It’s been such a long time since I’ve posted. I don’t like to write about depressing things and I feel like all I do is host a pity party these days. Still, it just keeps getting worse and worse and I find myself wondering who I am and what’s important. I don’t even recognize my life anymore.
Mom is still dying. Getting weaker and weaker. Sleeping more and more. Even when she’s awake, she’s not the same person she was. Kind of has this strange little smile and talks about the weather. Like she’s so out of contact with what’s going on around her. Every time I see her, I feel like it may be the last time I see her.
And then, there was Donnie’s heart trouble. I thought I’d weathered the worst of it when he had quintuple bypass surgery and came through it okay. But they found that spot on his lungs…
He’s been going through all kinds of testing and it just kept getting worse. Another spot on the artery that sends the blood supply to his left lung. Then a possibility of liver involvement. And a brain scan. A month of everything being on hold. While we schedule more tests and more scans and see more doctors.
And now, he’s in stage 3 of lung cancer. Facing chemo and radiation and a life expectancy of a year to a year and a half. The rate of remission is only 10%. And he keeps saying, “It’s going to be okay, Honey. We’ll get through this.”
I’m so confused. I don’t even know what I’m supposed to feel anymore. I do my crying in private. I try to be positive and I feel bad if I even think about a future without him. But I know I have to think about those things. We’ve been married since I was 17. I don’t even know how to be alone.

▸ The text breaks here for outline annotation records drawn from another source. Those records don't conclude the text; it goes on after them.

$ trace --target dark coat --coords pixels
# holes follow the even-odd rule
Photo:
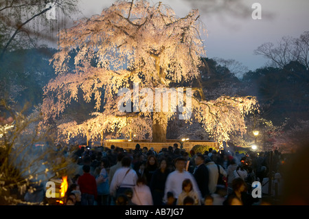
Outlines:
[[[196,181],[198,188],[203,198],[209,194],[208,188],[209,172],[208,169],[205,164],[200,165],[196,170],[193,172],[193,176]]]

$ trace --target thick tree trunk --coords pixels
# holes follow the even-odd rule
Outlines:
[[[166,141],[167,116],[164,113],[154,113],[152,121],[152,142]]]

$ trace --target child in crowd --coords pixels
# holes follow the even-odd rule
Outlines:
[[[201,204],[198,194],[193,189],[192,182],[189,178],[185,179],[183,182],[183,192],[178,196],[176,205],[183,205],[183,200],[187,196],[194,199],[194,205],[199,205]]]

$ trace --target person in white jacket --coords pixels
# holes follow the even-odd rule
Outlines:
[[[137,181],[136,172],[130,168],[131,159],[128,156],[122,159],[122,167],[117,170],[110,186],[110,194],[116,197],[118,194],[125,193],[127,189],[133,189]]]
[[[139,176],[133,187],[131,202],[137,205],[153,205],[150,188],[146,185],[145,176]]]
[[[194,176],[189,172],[185,170],[185,159],[180,157],[175,160],[176,170],[168,174],[166,178],[165,187],[164,190],[163,203],[166,203],[168,200],[168,192],[172,192],[176,200],[178,198],[178,196],[183,192],[183,182],[185,179],[189,178],[192,183],[193,189],[198,194],[198,198],[200,200],[202,199],[200,189],[197,185]]]

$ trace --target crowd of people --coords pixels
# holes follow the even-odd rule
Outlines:
[[[72,155],[77,171],[69,178],[65,205],[260,205],[251,184],[268,177],[265,155],[188,152],[176,143],[159,152],[138,143],[129,151],[82,146]],[[279,171],[280,163],[277,159],[272,170]]]

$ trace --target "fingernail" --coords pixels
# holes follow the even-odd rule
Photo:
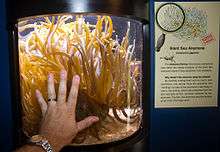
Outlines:
[[[75,75],[75,76],[74,76],[74,80],[77,81],[77,82],[79,82],[79,81],[80,81],[80,77],[79,77],[78,75]]]
[[[99,121],[99,117],[92,117],[92,121]]]
[[[39,96],[40,95],[40,91],[37,89],[35,90],[35,93],[36,93],[36,96]]]
[[[61,78],[66,78],[66,70],[61,70],[60,71],[60,77]]]
[[[52,73],[49,73],[48,79],[52,79],[52,78],[53,78],[53,74],[52,74]]]

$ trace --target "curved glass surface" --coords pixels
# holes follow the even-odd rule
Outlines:
[[[58,14],[18,22],[18,52],[23,131],[37,134],[39,89],[47,99],[47,76],[59,72],[81,78],[76,119],[96,115],[100,121],[80,132],[74,145],[125,139],[142,121],[142,23],[103,15]]]

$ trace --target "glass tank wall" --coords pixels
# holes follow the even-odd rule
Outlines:
[[[109,143],[135,133],[142,121],[142,23],[103,15],[60,14],[20,19],[18,52],[22,129],[37,134],[39,89],[47,99],[47,76],[59,72],[81,78],[77,121],[96,115],[100,121],[80,132],[74,145]]]

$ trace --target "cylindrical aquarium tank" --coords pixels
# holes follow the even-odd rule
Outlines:
[[[9,13],[15,15],[9,19],[15,145],[38,133],[42,114],[35,90],[47,99],[47,76],[54,74],[57,89],[61,69],[68,72],[67,89],[73,75],[81,79],[77,121],[90,115],[100,119],[70,146],[112,147],[146,136],[147,22],[137,4],[126,0],[17,3]]]

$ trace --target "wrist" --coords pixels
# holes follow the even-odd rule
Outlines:
[[[65,145],[68,144],[65,140],[54,138],[51,136],[45,136],[45,138],[48,140],[55,152],[59,152]]]

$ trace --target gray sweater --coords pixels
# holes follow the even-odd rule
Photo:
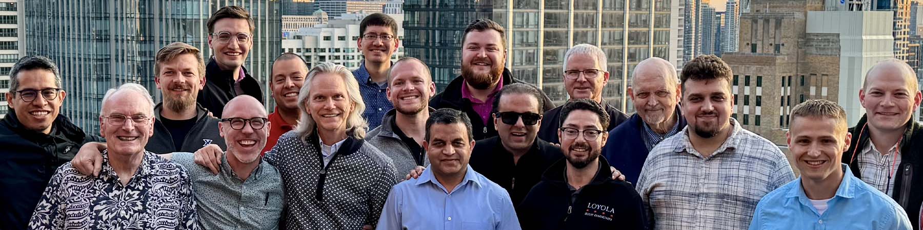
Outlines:
[[[429,112],[433,111],[435,109],[429,108]],[[414,155],[410,153],[410,147],[403,141],[401,141],[401,137],[391,130],[396,115],[397,110],[395,109],[388,111],[381,119],[381,125],[366,134],[366,141],[368,141],[368,144],[381,150],[381,153],[394,161],[394,167],[398,169],[398,180],[403,180],[404,175],[416,167],[416,161],[414,160]],[[426,157],[425,149],[422,167],[428,165],[429,157]]]

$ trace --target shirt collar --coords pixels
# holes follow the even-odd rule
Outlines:
[[[466,167],[467,169],[464,174],[464,178],[462,179],[462,183],[459,183],[459,185],[455,187],[455,190],[452,190],[452,192],[459,190],[459,189],[465,186],[465,184],[467,184],[469,181],[471,181],[472,184],[477,186],[478,188],[481,188],[483,186],[481,181],[478,180],[477,177],[474,176],[474,169],[471,168],[471,165],[466,166]],[[419,186],[426,182],[431,182],[436,186],[439,187],[440,189],[442,189],[443,190],[445,190],[446,189],[445,186],[440,184],[439,181],[436,179],[436,175],[433,175],[433,168],[427,168],[426,170],[424,170],[423,174],[420,175],[420,178],[416,179],[416,184],[414,185]]]
[[[489,98],[492,98],[492,97],[494,97],[494,95],[497,95],[497,92],[499,92],[500,89],[503,89],[503,77],[500,77],[500,81],[497,82],[497,87],[495,87],[494,91],[491,91],[490,95],[487,96],[487,98],[488,98],[487,100],[490,100]],[[467,98],[468,100],[471,100],[472,102],[480,102],[480,103],[486,102],[486,101],[481,101],[480,99],[474,98],[474,97],[471,96],[471,90],[468,89],[468,82],[467,82],[467,80],[464,80],[463,78],[462,80],[462,98]]]
[[[725,140],[725,144],[722,144],[718,149],[714,150],[714,153],[711,155],[712,156],[720,153],[734,153],[735,150],[737,150],[737,146],[740,144],[741,138],[739,134],[740,130],[742,130],[740,128],[740,124],[737,123],[737,120],[734,118],[730,118],[729,121],[731,122],[731,133],[727,136],[727,139]],[[695,151],[695,148],[692,147],[692,142],[689,141],[689,132],[691,132],[689,129],[690,126],[683,128],[683,134],[680,136],[680,142],[682,142],[682,144],[677,144],[677,147],[673,149],[674,152],[681,153],[685,151],[687,153],[696,153],[696,155],[699,155],[699,153]]]

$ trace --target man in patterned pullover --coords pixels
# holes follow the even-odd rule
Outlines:
[[[285,188],[281,229],[372,229],[397,183],[391,159],[364,140],[366,109],[345,66],[318,64],[298,94],[298,127],[279,138],[265,160]],[[209,145],[196,163],[217,173],[221,151]]]

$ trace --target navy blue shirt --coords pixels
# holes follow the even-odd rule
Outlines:
[[[366,111],[362,113],[362,118],[368,121],[368,130],[375,129],[381,125],[381,117],[394,109],[394,105],[388,100],[388,84],[378,85],[372,81],[366,69],[365,60],[358,69],[353,71],[353,75],[359,83],[359,93],[362,94],[363,102],[366,102]]]

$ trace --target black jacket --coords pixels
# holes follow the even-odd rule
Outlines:
[[[227,150],[224,138],[221,136],[218,129],[218,122],[222,121],[209,117],[209,111],[201,105],[196,104],[196,125],[189,129],[189,132],[186,134],[183,149],[176,148],[170,130],[161,121],[163,119],[161,116],[162,110],[163,110],[163,103],[154,107],[154,114],[157,117],[154,120],[154,136],[148,140],[148,145],[144,146],[144,150],[159,155],[174,152],[195,153],[196,150],[209,144],[218,144],[222,149]]]
[[[244,69],[244,74],[246,75],[240,82],[240,87],[244,90],[244,94],[257,98],[259,103],[263,103],[263,91],[259,82],[250,76],[246,68],[244,66],[241,68]],[[237,92],[234,88],[234,76],[238,73],[232,72],[234,71],[222,70],[221,67],[218,67],[214,57],[209,60],[209,65],[205,67],[205,87],[198,91],[198,98],[196,101],[211,111],[211,114],[216,118],[221,118],[224,105],[237,97]]]
[[[513,155],[503,147],[500,137],[495,136],[474,144],[468,165],[506,189],[513,204],[519,204],[532,187],[542,181],[542,173],[563,157],[559,147],[536,138],[529,152],[513,164]]]
[[[522,229],[645,229],[644,206],[631,184],[613,180],[599,157],[593,181],[575,194],[565,179],[567,160],[551,166],[516,207]]]
[[[26,229],[54,171],[102,140],[62,114],[52,125],[50,135],[27,130],[13,109],[0,120],[0,229]]]
[[[856,127],[849,129],[849,132],[853,134],[852,143],[849,149],[843,153],[843,163],[849,164],[853,175],[859,178],[862,178],[859,161],[853,158],[854,154],[861,154],[865,146],[871,144],[869,128],[865,127],[867,121],[868,116],[863,115]],[[914,229],[918,230],[920,203],[923,203],[923,126],[912,119],[905,126],[906,131],[904,132],[904,138],[900,143],[901,166],[894,172],[892,198],[904,207]]]
[[[462,98],[462,86],[463,86],[463,77],[461,75],[455,77],[455,80],[449,83],[446,89],[441,93],[437,94],[429,100],[429,107],[433,109],[439,109],[443,108],[450,108],[458,110],[462,110],[468,114],[468,118],[471,119],[472,131],[474,132],[474,140],[483,140],[488,137],[496,136],[497,130],[494,129],[494,120],[487,121],[487,125],[485,125],[484,121],[481,121],[481,116],[474,111],[471,107],[471,100]],[[513,78],[512,74],[508,69],[503,70],[503,86],[507,86],[513,83],[524,83],[528,84],[516,78]],[[539,92],[542,92],[541,90]],[[542,92],[542,98],[544,102],[542,103],[542,110],[547,111],[552,108],[555,108],[555,103],[551,102],[547,95]]]
[[[609,114],[609,127],[605,128],[605,132],[612,131],[619,124],[629,120],[628,115],[625,115],[624,112],[616,109],[616,107],[609,104],[608,101],[603,100],[603,106],[605,107],[605,112]],[[551,110],[545,111],[545,115],[542,115],[542,127],[538,130],[538,138],[549,143],[561,143],[560,140],[557,140],[557,129],[561,128],[560,119],[561,109],[563,108],[564,105],[556,107]]]

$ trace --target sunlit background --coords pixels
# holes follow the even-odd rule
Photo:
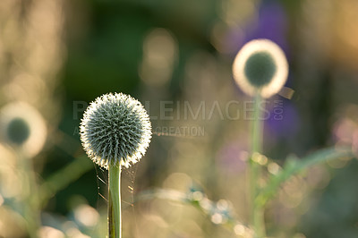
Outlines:
[[[357,13],[355,0],[1,0],[0,237],[106,236],[107,172],[78,127],[107,92],[142,102],[154,132],[122,174],[123,236],[250,237],[251,99],[234,57],[265,38],[290,64],[267,105],[267,174],[288,155],[358,150]],[[10,143],[13,118],[27,134]],[[268,206],[268,234],[358,237],[357,174],[340,159],[294,176]]]

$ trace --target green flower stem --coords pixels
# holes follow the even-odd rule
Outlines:
[[[256,237],[265,237],[265,221],[264,211],[261,207],[257,206],[255,200],[259,194],[258,182],[260,178],[260,166],[255,162],[254,156],[261,153],[262,150],[262,136],[263,136],[263,120],[260,104],[262,98],[260,94],[255,98],[254,119],[252,123],[252,141],[251,155],[250,160],[250,188],[251,201],[251,224],[255,231]]]
[[[292,176],[299,174],[305,169],[330,160],[340,157],[354,157],[354,155],[350,147],[335,147],[320,149],[301,159],[295,157],[287,157],[284,168],[277,174],[271,175],[268,179],[268,186],[262,190],[256,197],[256,204],[264,207],[266,203],[272,200],[277,194],[282,183],[286,182]]]
[[[21,190],[22,216],[26,221],[27,231],[30,238],[38,237],[40,226],[36,174],[31,165],[32,160],[18,154]]]
[[[121,166],[108,166],[108,238],[121,238]]]

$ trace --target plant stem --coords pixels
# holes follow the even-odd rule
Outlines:
[[[122,237],[121,166],[108,166],[108,238]]]
[[[260,94],[255,97],[254,119],[252,123],[251,155],[250,160],[250,187],[251,201],[251,224],[255,231],[255,237],[265,237],[264,211],[261,206],[256,204],[256,197],[259,194],[258,182],[260,177],[260,165],[255,161],[255,156],[261,153],[263,136],[263,119],[260,104],[262,98]]]
[[[26,157],[22,153],[19,153],[18,161],[23,186],[21,190],[22,215],[26,221],[29,236],[36,238],[38,237],[38,229],[40,226],[36,174],[30,158]]]

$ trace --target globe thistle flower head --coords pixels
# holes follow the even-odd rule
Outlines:
[[[24,102],[5,105],[0,110],[0,140],[32,157],[43,148],[47,128],[42,115]]]
[[[243,47],[233,64],[234,79],[243,92],[269,98],[284,86],[288,64],[282,49],[268,39],[251,40]]]
[[[80,137],[87,155],[100,166],[129,167],[141,159],[149,145],[149,116],[131,96],[105,94],[86,109]]]

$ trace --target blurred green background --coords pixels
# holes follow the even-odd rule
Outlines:
[[[265,155],[281,165],[288,155],[327,146],[356,149],[357,12],[355,0],[2,0],[0,105],[24,101],[44,118],[44,147],[29,156],[41,184],[85,156],[78,127],[90,101],[107,92],[132,95],[149,111],[154,134],[146,156],[123,173],[124,237],[240,237],[237,227],[220,225],[222,214],[134,201],[144,191],[187,193],[194,186],[248,222],[244,102],[251,99],[234,84],[231,66],[253,38],[284,49],[286,90],[294,90],[268,102]],[[188,105],[205,111],[186,116]],[[27,237],[16,215],[20,191],[12,190],[26,186],[14,175],[19,149],[0,142],[0,237]],[[81,172],[70,170],[73,182],[41,208],[42,237],[105,236],[107,172],[90,159],[81,163]],[[266,211],[268,235],[358,237],[357,173],[356,159],[342,159],[294,177]]]

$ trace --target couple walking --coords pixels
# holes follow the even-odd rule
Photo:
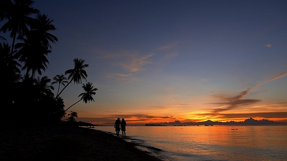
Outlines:
[[[117,136],[120,136],[120,130],[122,129],[122,132],[123,132],[123,137],[124,137],[124,133],[125,133],[125,137],[126,137],[126,123],[125,121],[125,119],[123,118],[122,119],[122,122],[120,120],[120,118],[118,118],[118,119],[116,120],[115,122],[115,127],[116,129],[116,133],[117,133]]]

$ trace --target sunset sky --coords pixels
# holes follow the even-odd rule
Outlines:
[[[78,121],[287,122],[286,0],[36,0],[33,7],[54,19],[59,39],[42,76],[64,74],[75,58],[90,65],[87,80],[99,90],[95,102],[69,110]],[[83,92],[69,85],[65,109]]]

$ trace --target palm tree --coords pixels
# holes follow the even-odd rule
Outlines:
[[[5,41],[7,41],[7,39],[6,39],[5,38],[5,37],[2,36],[0,36],[0,40],[5,40]]]
[[[40,13],[38,10],[32,7],[34,3],[31,0],[14,0],[14,2],[5,0],[3,4],[4,9],[0,13],[0,20],[8,21],[0,28],[0,32],[11,32],[10,37],[13,39],[11,52],[14,51],[17,34],[23,36],[29,30],[27,25],[35,23],[35,19],[29,16]]]
[[[0,43],[0,72],[3,77],[1,88],[2,107],[9,108],[13,104],[15,96],[15,83],[20,79],[21,71],[18,66],[21,65],[17,62],[15,52],[11,52],[11,46],[6,42]]]
[[[17,57],[15,55],[17,51],[11,52],[11,46],[8,43],[4,42],[3,44],[0,43],[0,55],[1,56],[1,64],[5,69],[5,72],[12,71],[14,74],[20,73],[21,71],[18,66],[21,67],[17,61]]]
[[[45,71],[48,67],[49,61],[46,55],[51,52],[51,50],[43,45],[40,41],[40,36],[31,31],[26,33],[26,38],[19,38],[23,41],[15,45],[16,48],[19,48],[17,53],[19,61],[24,62],[22,70],[27,69],[26,74],[32,71],[31,77],[34,77],[36,71],[42,75],[41,70]]]
[[[65,75],[69,75],[68,79],[70,80],[56,96],[56,99],[72,81],[73,81],[75,84],[79,84],[82,83],[82,79],[87,80],[88,75],[84,69],[88,67],[89,64],[85,64],[85,61],[82,59],[75,58],[73,61],[74,62],[74,68],[67,70],[65,72]]]
[[[77,113],[76,112],[73,112],[72,111],[71,112],[71,113],[69,113],[68,114],[68,116],[70,116],[68,119],[67,120],[68,121],[76,121],[76,119],[75,119],[75,117],[78,117],[78,113]]]
[[[52,24],[54,20],[48,18],[47,16],[45,14],[38,14],[36,17],[36,23],[31,26],[31,29],[32,31],[36,32],[37,34],[40,35],[41,41],[44,46],[52,49],[49,41],[53,44],[56,44],[56,42],[58,41],[58,38],[52,34],[48,32],[51,31],[54,31],[56,29]]]
[[[95,101],[94,98],[93,98],[92,96],[96,94],[95,91],[98,89],[97,88],[94,88],[94,86],[92,85],[93,84],[90,82],[88,82],[86,84],[83,84],[83,86],[82,87],[84,89],[85,91],[84,93],[82,93],[78,97],[81,96],[81,99],[77,101],[76,103],[72,105],[70,107],[69,107],[67,110],[65,110],[65,112],[66,112],[68,110],[69,110],[71,107],[75,105],[77,103],[80,102],[82,100],[84,101],[84,102],[87,103],[88,101],[90,102],[90,101]]]
[[[67,80],[67,78],[64,75],[62,74],[60,75],[57,75],[54,77],[54,78],[53,78],[53,80],[56,81],[53,81],[52,83],[52,85],[55,83],[59,83],[59,86],[58,87],[58,92],[57,92],[57,95],[56,95],[56,96],[57,96],[58,94],[59,93],[59,90],[60,89],[60,85],[62,84],[65,86],[65,83],[68,83],[68,81],[66,80]]]
[[[48,85],[51,82],[51,80],[47,76],[44,76],[40,78],[40,77],[35,79],[35,85],[38,90],[38,92],[42,95],[47,96],[53,96],[54,94],[51,90],[54,90],[54,87]]]

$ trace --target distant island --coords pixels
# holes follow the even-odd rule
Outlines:
[[[272,120],[269,120],[267,119],[262,119],[260,120],[257,120],[254,119],[252,117],[247,118],[244,121],[236,122],[234,121],[227,121],[227,122],[220,122],[220,121],[213,121],[210,120],[205,121],[201,122],[188,122],[181,123],[180,121],[177,120],[175,122],[162,122],[160,123],[157,123],[157,124],[145,124],[145,126],[197,126],[197,125],[206,125],[211,126],[214,125],[286,125],[287,124],[286,122],[275,122]]]
[[[144,126],[146,127],[162,127],[167,126],[167,125],[161,125],[161,124],[146,124]]]

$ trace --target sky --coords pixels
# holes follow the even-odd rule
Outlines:
[[[42,76],[64,74],[76,58],[89,64],[87,81],[98,90],[94,102],[67,111],[78,121],[287,122],[286,0],[36,0],[33,7],[54,20],[59,39]],[[65,109],[83,92],[67,87]]]

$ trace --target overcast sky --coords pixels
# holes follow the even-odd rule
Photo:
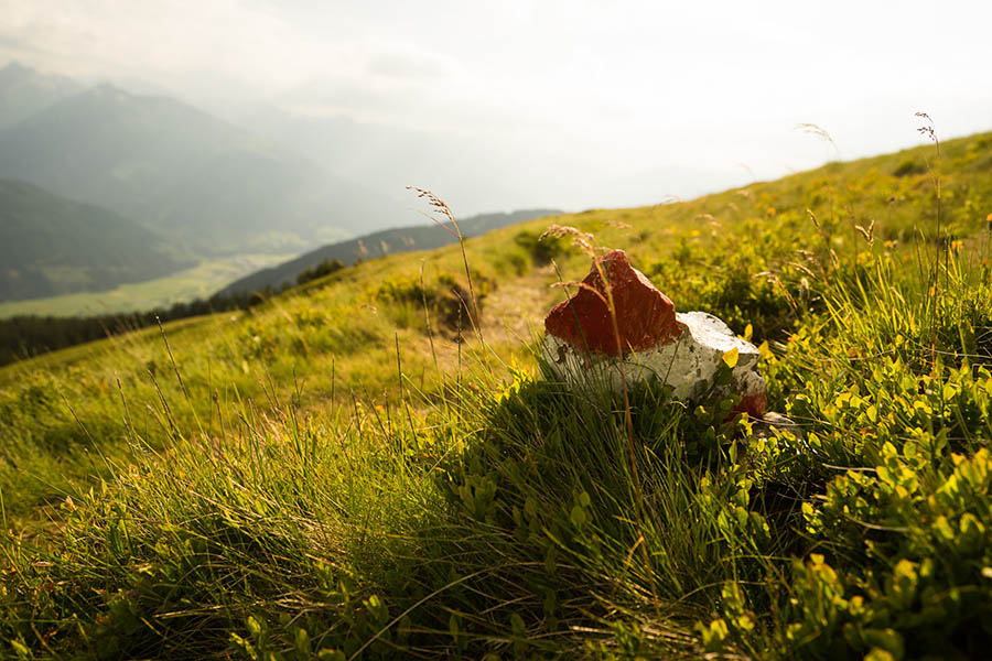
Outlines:
[[[978,0],[7,0],[0,64],[433,131],[506,178],[441,192],[465,212],[574,209],[835,158],[801,122],[843,159],[921,143],[917,110],[992,130],[990,25]]]

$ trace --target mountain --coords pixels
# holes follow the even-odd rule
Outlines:
[[[112,85],[0,132],[0,176],[106,206],[198,254],[302,250],[409,216],[202,110]]]
[[[82,89],[65,76],[40,74],[19,62],[0,69],[0,129],[40,112]]]
[[[184,268],[161,237],[98,206],[0,180],[0,300],[100,291]]]
[[[459,223],[462,236],[477,237],[489,230],[526,223],[544,216],[557,216],[557,209],[526,209],[509,214],[482,214]],[[430,250],[455,243],[457,239],[436,225],[420,225],[377,231],[364,237],[317,248],[278,267],[265,269],[237,280],[218,293],[224,295],[254,292],[266,288],[279,289],[283,284],[293,284],[296,277],[323,261],[338,260],[344,264],[353,264],[359,259],[374,259],[396,252]]]

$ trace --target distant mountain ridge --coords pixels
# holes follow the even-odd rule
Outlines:
[[[7,78],[19,89],[46,79],[20,65],[0,71]],[[409,216],[225,120],[112,85],[63,96],[0,130],[0,176],[105,206],[195,254],[304,250]]]
[[[526,223],[544,216],[562,214],[558,209],[522,209],[509,214],[481,214],[459,221],[459,229],[465,238],[477,237],[487,231]],[[420,225],[385,229],[357,239],[351,239],[331,246],[317,248],[278,267],[263,269],[246,278],[241,278],[217,292],[220,295],[237,295],[265,290],[280,289],[283,284],[293,284],[296,277],[323,262],[339,260],[346,266],[359,259],[374,259],[395,252],[412,252],[430,250],[457,242],[457,239],[438,225]]]
[[[65,76],[39,74],[19,62],[0,69],[0,129],[40,112],[83,86]]]
[[[0,180],[0,301],[112,289],[188,266],[108,209],[13,180]]]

I’m sad and scared and just totally devastated. I wander around the house and everything seems so trivial. Who cares about the laundry? What difference does it make if the dishes are done or the beds are made? I don’t know what I’m fixing for dinner. It just all seems so pointless. I look at the Christmas tree and there aren’t any presents under it. I just can’t bring myself to go out and shop and look for presents. I know I should but I haven’t.